The automated document analysis step is a key part of the overall document recognition process. To conduct this step with a high precision, ABBYY FineReader Engine uses many advanced algorithms of artificial intelligence based methods and leverages the ABBYY Document Recognition Technology (ADRT).
During the document analysis step, the document is analyzed in regards to its logical structure – first and last document pages are identified, the formatting elements such as footnotes, headers, footers and table of content are detected.
At the same time, the layout of each individual page is detected and each page is divided into individual objects, such as text blocks, pictures, tables and table cells, barcodes, and separators. Additionally, the document analysis algorithms detect page orientation, identifies double pages, detects vertical text and defines page areas that are not relevant for the OCR process.
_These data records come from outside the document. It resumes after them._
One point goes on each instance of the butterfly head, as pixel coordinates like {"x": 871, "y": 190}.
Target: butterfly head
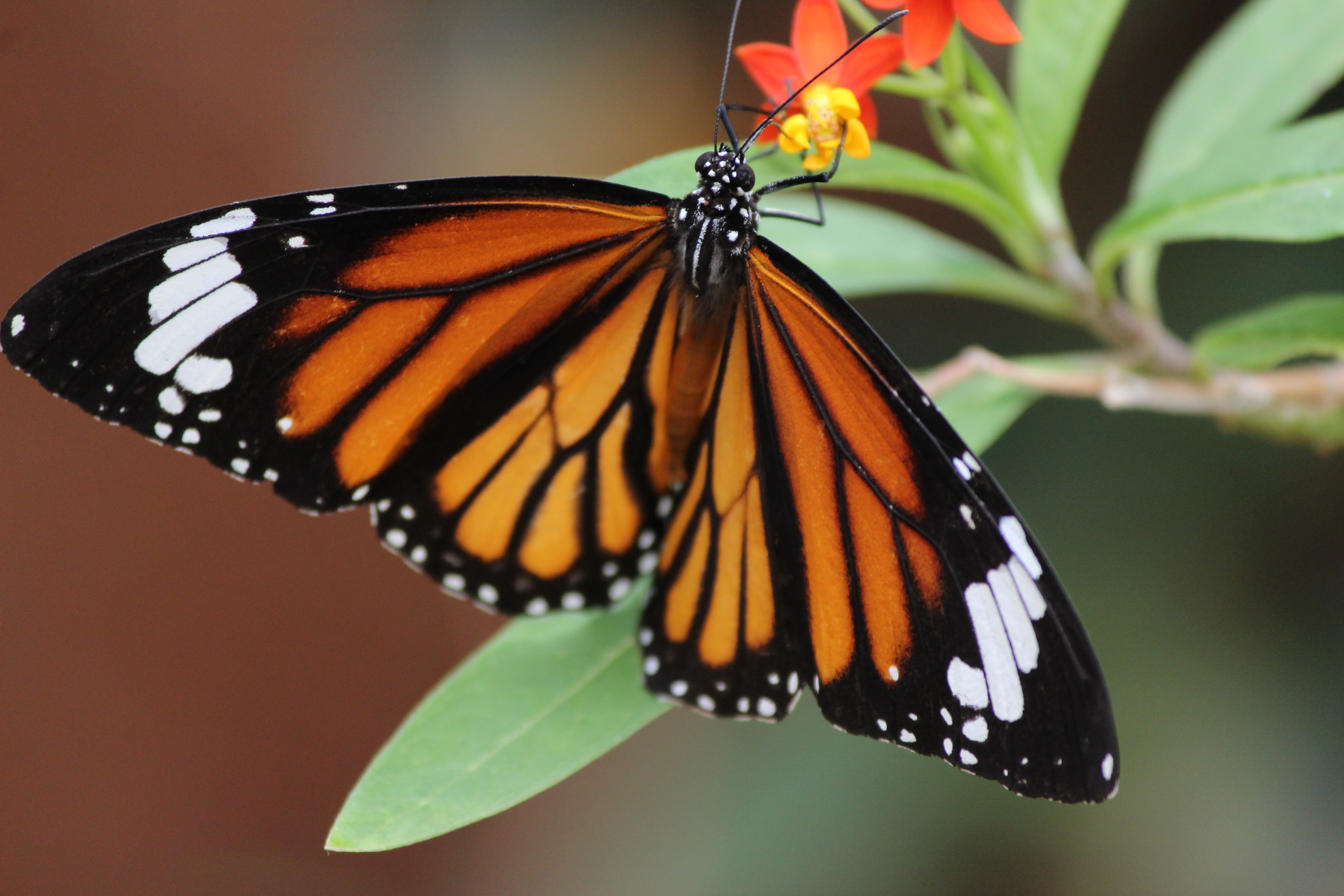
{"x": 716, "y": 225}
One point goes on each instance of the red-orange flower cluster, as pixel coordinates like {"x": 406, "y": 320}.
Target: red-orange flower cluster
{"x": 929, "y": 23}
{"x": 819, "y": 38}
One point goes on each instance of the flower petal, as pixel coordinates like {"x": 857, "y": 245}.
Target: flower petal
{"x": 857, "y": 140}
{"x": 845, "y": 103}
{"x": 927, "y": 30}
{"x": 869, "y": 115}
{"x": 795, "y": 138}
{"x": 877, "y": 57}
{"x": 987, "y": 19}
{"x": 773, "y": 66}
{"x": 819, "y": 34}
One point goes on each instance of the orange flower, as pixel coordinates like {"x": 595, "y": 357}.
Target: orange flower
{"x": 839, "y": 101}
{"x": 929, "y": 23}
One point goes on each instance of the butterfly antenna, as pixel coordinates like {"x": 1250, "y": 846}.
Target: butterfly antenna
{"x": 728, "y": 60}
{"x": 795, "y": 95}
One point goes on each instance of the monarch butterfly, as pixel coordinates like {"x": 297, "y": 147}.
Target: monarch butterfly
{"x": 548, "y": 387}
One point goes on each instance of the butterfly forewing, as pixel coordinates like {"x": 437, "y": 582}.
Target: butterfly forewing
{"x": 349, "y": 346}
{"x": 933, "y": 617}
{"x": 517, "y": 377}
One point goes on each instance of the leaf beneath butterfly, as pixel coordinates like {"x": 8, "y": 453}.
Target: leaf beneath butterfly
{"x": 983, "y": 408}
{"x": 537, "y": 703}
{"x": 545, "y": 698}
{"x": 1260, "y": 72}
{"x": 1053, "y": 69}
{"x": 1295, "y": 328}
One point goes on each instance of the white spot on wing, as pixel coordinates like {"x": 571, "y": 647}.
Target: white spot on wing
{"x": 228, "y": 223}
{"x": 195, "y": 252}
{"x": 171, "y": 401}
{"x": 995, "y": 652}
{"x": 1027, "y": 590}
{"x": 1022, "y": 636}
{"x": 1010, "y": 527}
{"x": 179, "y": 336}
{"x": 968, "y": 684}
{"x": 186, "y": 287}
{"x": 201, "y": 374}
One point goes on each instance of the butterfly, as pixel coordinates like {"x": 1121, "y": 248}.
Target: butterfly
{"x": 545, "y": 389}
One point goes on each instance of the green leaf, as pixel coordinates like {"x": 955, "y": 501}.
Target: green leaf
{"x": 1263, "y": 71}
{"x": 1295, "y": 426}
{"x": 1287, "y": 186}
{"x": 889, "y": 169}
{"x": 1053, "y": 68}
{"x": 1293, "y": 328}
{"x": 537, "y": 703}
{"x": 983, "y": 408}
{"x": 865, "y": 250}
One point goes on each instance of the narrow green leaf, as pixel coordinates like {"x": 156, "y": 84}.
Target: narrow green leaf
{"x": 1299, "y": 327}
{"x": 889, "y": 169}
{"x": 1053, "y": 68}
{"x": 983, "y": 408}
{"x": 1287, "y": 186}
{"x": 1264, "y": 69}
{"x": 1295, "y": 426}
{"x": 541, "y": 701}
{"x": 865, "y": 250}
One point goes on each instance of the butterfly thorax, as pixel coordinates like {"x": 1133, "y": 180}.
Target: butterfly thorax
{"x": 714, "y": 226}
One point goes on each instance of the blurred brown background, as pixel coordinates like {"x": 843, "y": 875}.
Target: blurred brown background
{"x": 193, "y": 675}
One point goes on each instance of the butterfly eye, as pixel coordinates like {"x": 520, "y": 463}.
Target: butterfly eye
{"x": 744, "y": 178}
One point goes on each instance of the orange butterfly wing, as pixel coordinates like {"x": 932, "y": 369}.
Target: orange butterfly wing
{"x": 837, "y": 533}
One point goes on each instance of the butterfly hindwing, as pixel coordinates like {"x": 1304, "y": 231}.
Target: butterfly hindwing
{"x": 713, "y": 632}
{"x": 933, "y": 617}
{"x": 347, "y": 346}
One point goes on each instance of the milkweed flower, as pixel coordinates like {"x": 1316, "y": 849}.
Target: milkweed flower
{"x": 838, "y": 103}
{"x": 930, "y": 22}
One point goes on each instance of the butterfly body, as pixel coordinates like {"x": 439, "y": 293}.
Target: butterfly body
{"x": 546, "y": 389}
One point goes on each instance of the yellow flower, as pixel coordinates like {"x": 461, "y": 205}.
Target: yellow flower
{"x": 830, "y": 115}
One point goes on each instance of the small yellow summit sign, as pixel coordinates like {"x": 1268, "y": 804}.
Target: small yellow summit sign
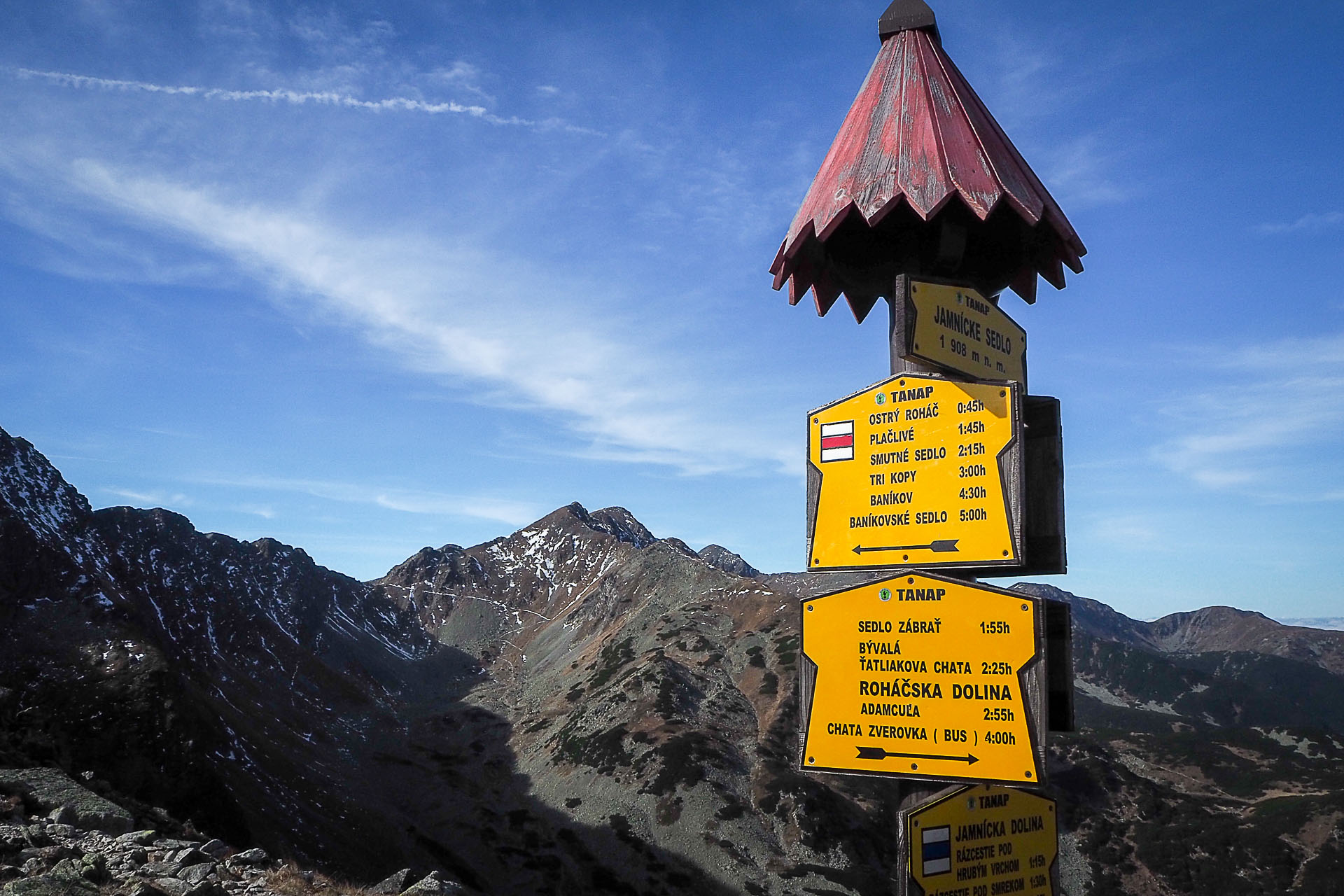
{"x": 960, "y": 330}
{"x": 916, "y": 470}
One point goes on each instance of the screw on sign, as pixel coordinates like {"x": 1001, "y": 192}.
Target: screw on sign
{"x": 924, "y": 678}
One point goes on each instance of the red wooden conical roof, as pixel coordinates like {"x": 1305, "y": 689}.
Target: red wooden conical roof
{"x": 918, "y": 140}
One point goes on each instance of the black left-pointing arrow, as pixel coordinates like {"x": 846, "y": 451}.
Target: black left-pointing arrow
{"x": 945, "y": 546}
{"x": 878, "y": 752}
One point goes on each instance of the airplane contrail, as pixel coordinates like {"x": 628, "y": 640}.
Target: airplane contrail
{"x": 299, "y": 99}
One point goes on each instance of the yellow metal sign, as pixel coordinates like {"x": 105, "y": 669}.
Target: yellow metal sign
{"x": 962, "y": 331}
{"x": 923, "y": 676}
{"x": 916, "y": 470}
{"x": 984, "y": 840}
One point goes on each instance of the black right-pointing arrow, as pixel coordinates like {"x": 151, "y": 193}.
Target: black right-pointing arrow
{"x": 945, "y": 546}
{"x": 878, "y": 752}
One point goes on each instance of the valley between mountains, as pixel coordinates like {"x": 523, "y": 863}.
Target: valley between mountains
{"x": 582, "y": 707}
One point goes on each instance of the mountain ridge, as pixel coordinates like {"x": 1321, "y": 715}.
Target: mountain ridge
{"x": 584, "y": 707}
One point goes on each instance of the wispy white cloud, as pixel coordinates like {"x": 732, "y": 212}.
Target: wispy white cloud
{"x": 299, "y": 99}
{"x": 1273, "y": 426}
{"x": 465, "y": 315}
{"x": 461, "y": 76}
{"x": 1079, "y": 172}
{"x": 406, "y": 500}
{"x": 151, "y": 498}
{"x": 1310, "y": 222}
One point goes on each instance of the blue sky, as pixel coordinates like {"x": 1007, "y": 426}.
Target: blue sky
{"x": 368, "y": 279}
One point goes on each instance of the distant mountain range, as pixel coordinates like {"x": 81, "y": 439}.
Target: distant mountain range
{"x": 585, "y": 708}
{"x": 1335, "y": 624}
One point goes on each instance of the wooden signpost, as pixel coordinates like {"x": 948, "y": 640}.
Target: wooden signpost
{"x": 949, "y": 465}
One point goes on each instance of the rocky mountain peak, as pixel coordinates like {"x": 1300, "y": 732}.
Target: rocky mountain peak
{"x": 35, "y": 493}
{"x": 723, "y": 559}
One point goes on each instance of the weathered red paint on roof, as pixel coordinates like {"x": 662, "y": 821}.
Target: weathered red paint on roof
{"x": 918, "y": 134}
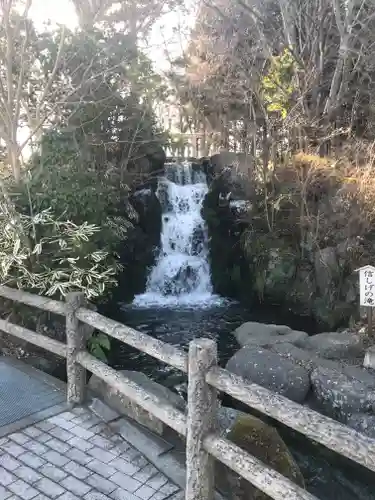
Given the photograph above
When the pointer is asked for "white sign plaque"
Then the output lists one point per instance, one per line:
(367, 286)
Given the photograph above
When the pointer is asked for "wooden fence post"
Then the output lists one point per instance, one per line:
(201, 420)
(76, 341)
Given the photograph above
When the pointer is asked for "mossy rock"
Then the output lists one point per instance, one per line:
(260, 440)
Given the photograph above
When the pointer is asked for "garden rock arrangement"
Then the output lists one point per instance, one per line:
(261, 441)
(318, 370)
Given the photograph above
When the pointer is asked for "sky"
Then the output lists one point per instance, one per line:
(168, 38)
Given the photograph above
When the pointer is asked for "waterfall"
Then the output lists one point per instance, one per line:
(181, 275)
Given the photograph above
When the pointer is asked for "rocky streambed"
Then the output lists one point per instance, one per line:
(322, 371)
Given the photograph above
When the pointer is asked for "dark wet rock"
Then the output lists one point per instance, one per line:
(252, 333)
(270, 370)
(364, 423)
(260, 440)
(334, 345)
(341, 395)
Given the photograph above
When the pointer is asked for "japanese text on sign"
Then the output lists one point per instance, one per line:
(367, 286)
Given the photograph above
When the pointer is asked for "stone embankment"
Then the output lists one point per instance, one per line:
(323, 371)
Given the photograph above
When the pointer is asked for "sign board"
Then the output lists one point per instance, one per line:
(367, 286)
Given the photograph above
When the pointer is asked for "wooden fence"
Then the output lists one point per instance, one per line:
(203, 444)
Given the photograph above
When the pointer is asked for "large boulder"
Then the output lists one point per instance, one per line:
(334, 345)
(260, 440)
(126, 406)
(252, 333)
(270, 370)
(341, 395)
(363, 422)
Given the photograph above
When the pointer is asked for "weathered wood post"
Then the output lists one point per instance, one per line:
(201, 420)
(76, 341)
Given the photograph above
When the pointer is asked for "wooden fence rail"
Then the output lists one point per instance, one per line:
(205, 379)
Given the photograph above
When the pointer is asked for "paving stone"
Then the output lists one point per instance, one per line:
(102, 442)
(78, 410)
(79, 443)
(53, 472)
(6, 477)
(67, 415)
(84, 417)
(57, 445)
(49, 488)
(126, 482)
(45, 425)
(56, 458)
(78, 456)
(124, 466)
(156, 482)
(33, 432)
(120, 494)
(76, 470)
(61, 434)
(140, 461)
(22, 489)
(32, 460)
(4, 494)
(68, 496)
(75, 485)
(100, 468)
(8, 462)
(101, 484)
(146, 473)
(145, 492)
(100, 454)
(13, 448)
(35, 447)
(19, 438)
(81, 432)
(43, 437)
(27, 474)
(99, 428)
(169, 489)
(62, 422)
(94, 495)
(73, 456)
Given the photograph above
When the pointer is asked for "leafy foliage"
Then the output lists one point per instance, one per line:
(52, 257)
(277, 84)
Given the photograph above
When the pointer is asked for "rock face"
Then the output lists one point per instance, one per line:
(334, 345)
(364, 423)
(252, 333)
(270, 370)
(138, 255)
(341, 395)
(261, 441)
(126, 406)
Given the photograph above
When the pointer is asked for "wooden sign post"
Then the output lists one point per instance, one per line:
(367, 292)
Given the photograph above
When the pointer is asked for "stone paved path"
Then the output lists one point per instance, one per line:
(75, 456)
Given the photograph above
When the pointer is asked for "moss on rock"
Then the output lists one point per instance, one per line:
(260, 440)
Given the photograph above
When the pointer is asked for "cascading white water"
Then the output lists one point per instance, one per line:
(181, 275)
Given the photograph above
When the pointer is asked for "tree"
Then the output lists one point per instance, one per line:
(330, 45)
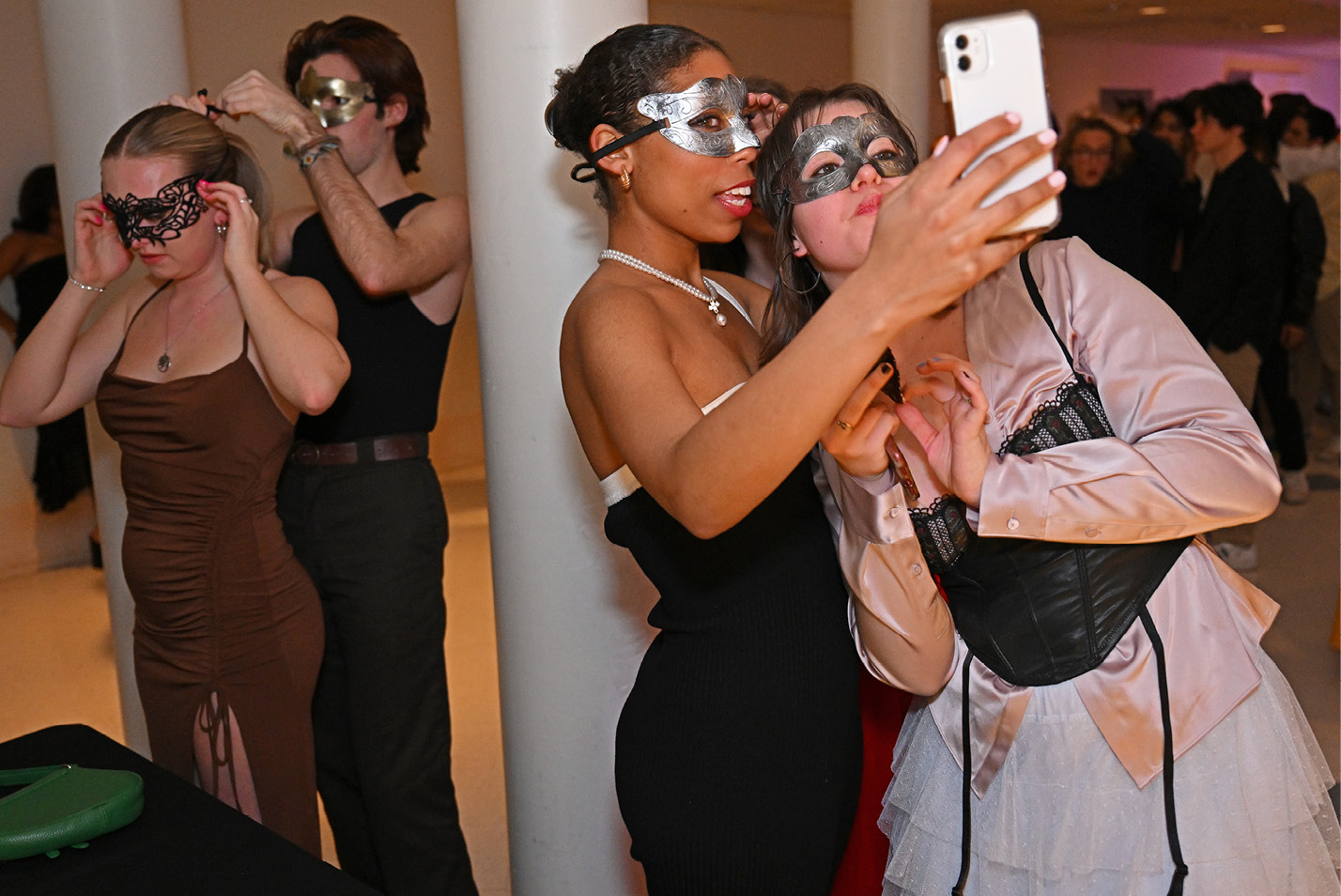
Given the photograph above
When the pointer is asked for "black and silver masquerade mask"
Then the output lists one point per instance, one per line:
(705, 119)
(334, 100)
(159, 218)
(840, 150)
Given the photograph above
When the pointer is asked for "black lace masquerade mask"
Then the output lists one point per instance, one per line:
(159, 218)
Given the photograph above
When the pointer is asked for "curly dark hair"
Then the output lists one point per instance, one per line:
(382, 59)
(605, 87)
(799, 290)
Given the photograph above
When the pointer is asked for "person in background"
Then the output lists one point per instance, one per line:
(34, 254)
(1118, 197)
(1305, 244)
(200, 369)
(1059, 441)
(749, 255)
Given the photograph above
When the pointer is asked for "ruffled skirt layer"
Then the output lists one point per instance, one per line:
(1064, 817)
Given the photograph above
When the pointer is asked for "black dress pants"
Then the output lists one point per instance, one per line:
(372, 536)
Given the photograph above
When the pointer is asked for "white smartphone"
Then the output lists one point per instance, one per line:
(994, 65)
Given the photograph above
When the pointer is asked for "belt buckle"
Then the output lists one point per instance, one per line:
(306, 452)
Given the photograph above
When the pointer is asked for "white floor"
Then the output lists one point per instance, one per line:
(56, 661)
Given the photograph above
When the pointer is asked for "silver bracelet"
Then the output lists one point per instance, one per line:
(85, 286)
(310, 153)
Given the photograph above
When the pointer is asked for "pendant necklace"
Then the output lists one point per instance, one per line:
(165, 360)
(708, 298)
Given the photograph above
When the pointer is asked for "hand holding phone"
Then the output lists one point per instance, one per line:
(994, 65)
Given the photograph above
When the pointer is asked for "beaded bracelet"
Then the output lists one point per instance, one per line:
(314, 150)
(85, 286)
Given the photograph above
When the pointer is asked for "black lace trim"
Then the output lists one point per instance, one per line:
(942, 530)
(1074, 415)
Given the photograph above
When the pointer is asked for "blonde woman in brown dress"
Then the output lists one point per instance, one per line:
(199, 369)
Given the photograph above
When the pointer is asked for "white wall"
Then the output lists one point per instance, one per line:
(1078, 68)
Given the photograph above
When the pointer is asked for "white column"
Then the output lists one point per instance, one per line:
(893, 50)
(570, 608)
(105, 60)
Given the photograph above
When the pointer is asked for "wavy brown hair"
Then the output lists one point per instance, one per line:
(382, 59)
(204, 149)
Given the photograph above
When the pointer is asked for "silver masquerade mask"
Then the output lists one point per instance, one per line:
(704, 119)
(334, 100)
(848, 145)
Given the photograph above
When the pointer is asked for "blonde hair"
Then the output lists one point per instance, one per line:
(204, 147)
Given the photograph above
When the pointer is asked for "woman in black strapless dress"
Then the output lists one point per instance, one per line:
(738, 752)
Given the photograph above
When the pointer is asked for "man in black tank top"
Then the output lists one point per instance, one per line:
(360, 501)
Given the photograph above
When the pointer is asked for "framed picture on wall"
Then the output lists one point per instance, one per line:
(1127, 102)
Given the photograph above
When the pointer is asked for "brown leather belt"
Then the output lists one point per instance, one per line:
(362, 451)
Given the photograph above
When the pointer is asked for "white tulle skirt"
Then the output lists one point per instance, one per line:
(1064, 818)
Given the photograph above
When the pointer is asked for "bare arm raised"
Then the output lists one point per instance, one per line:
(291, 319)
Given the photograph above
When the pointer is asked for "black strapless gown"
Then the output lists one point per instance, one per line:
(738, 754)
(62, 466)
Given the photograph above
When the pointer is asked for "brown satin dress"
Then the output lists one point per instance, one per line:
(225, 617)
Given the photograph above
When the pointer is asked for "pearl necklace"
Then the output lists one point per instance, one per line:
(708, 298)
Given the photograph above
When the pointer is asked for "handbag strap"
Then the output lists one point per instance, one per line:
(1038, 303)
(11, 777)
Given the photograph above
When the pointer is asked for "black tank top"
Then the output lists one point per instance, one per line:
(395, 354)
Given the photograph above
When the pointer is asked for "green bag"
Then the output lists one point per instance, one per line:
(65, 807)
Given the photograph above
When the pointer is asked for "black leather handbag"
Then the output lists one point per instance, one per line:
(1040, 613)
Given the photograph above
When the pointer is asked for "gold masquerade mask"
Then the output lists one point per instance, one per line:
(334, 100)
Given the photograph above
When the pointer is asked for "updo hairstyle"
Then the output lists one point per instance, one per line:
(799, 290)
(204, 149)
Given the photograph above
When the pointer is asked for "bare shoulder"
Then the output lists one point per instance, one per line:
(282, 228)
(447, 219)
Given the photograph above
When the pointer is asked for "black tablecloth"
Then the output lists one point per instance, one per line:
(185, 842)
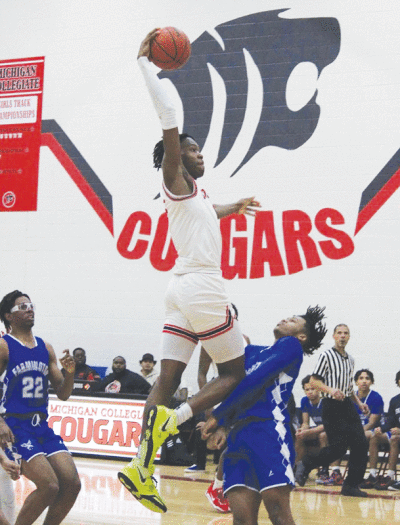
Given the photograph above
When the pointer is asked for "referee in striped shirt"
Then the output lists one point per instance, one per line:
(339, 416)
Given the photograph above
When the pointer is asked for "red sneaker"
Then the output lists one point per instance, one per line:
(217, 499)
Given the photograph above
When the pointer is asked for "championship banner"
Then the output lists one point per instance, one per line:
(98, 426)
(21, 94)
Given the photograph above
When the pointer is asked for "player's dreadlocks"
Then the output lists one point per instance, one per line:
(158, 152)
(315, 329)
(7, 303)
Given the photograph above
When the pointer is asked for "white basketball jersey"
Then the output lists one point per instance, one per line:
(194, 228)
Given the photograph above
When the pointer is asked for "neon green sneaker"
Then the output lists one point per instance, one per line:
(140, 483)
(161, 423)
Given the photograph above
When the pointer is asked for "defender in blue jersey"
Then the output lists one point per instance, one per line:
(30, 364)
(260, 454)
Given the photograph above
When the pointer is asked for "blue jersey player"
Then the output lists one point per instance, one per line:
(260, 453)
(30, 364)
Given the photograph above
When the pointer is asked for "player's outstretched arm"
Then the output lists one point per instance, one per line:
(62, 385)
(166, 111)
(248, 206)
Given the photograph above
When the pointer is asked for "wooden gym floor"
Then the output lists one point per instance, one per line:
(103, 500)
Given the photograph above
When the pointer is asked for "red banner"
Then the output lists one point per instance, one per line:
(21, 94)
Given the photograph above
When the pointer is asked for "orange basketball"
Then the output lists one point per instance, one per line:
(170, 49)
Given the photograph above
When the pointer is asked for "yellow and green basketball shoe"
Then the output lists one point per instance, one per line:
(141, 484)
(161, 423)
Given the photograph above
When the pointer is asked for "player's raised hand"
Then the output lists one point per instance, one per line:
(248, 206)
(68, 362)
(217, 440)
(6, 434)
(209, 427)
(144, 50)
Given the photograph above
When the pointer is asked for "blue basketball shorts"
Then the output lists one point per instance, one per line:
(33, 437)
(259, 456)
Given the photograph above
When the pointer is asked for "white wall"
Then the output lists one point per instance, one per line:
(88, 295)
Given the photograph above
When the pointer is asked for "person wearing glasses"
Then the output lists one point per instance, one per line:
(30, 364)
As a result, the ABBYY FineReader Engine is able to specify text areas and fields that should be recognized and page areas, such as images or diagrams, that should be kept in their original form. At the same time, it receives information about the logical document structure - including its formatting - which will be used at the end of the OCR process, when, the document will be exactly reconstructed.
It is as well possible to select the recognition area manually, by exactly specifying the field’s coordinates and type of data inside. Manual specification of the recognition areas is frequently used for precise extraction of data in predefined areas – so called Field-Level Recognition.
ABBYY FineReader Engine provides 3 automatic and 1 manual mode of document analysis:
This is a default document analysis type that searches all objects: text blocks, pictures, tables, barcodes and separators. The results of this analysis are used for document structure and layout retrieval if documents are processed for further reuse and the document needs be exactly reconstructed. All pictures and diagrams will be preserved in original form - without recognizing the text inside pictures or logos.
This is a document analysis type for converting semi-structured documents, such as invoices, bills, waybills, business cards, agreements, health claim forms, etc. It accurately locates all text on documents, including characters and numbers — even if this information is located within stamps, pictures, logos or small-text areas.
Unlike the general document analysis, this mode assumes that all printed information on documents is relevant. It ensures that important text information is not by mistake identified as graphic elements – for example, when the text is part of a company logo or a stamp. As a result, maximum information about the text and its coordinates is available for other systems conducting steps such as analysis, field-by-field processing and parsing.
This type of document analysis automatically detects and recognizes all text on documents - including text embedded in pictures, charts, and diagrams. Developers can use this mode to extract exhaustive full-text information that can be used for index building in DMS, CMS, ERP and archiving systems.
The text recognition areas can be set up manually. In this case, the relevant recognition field is directly defined and the automated document analysis is not necessary. During the later recognition step, the recognizer receives information about the coordinates and properties of the requested fields and applies OCR only on the specified zone.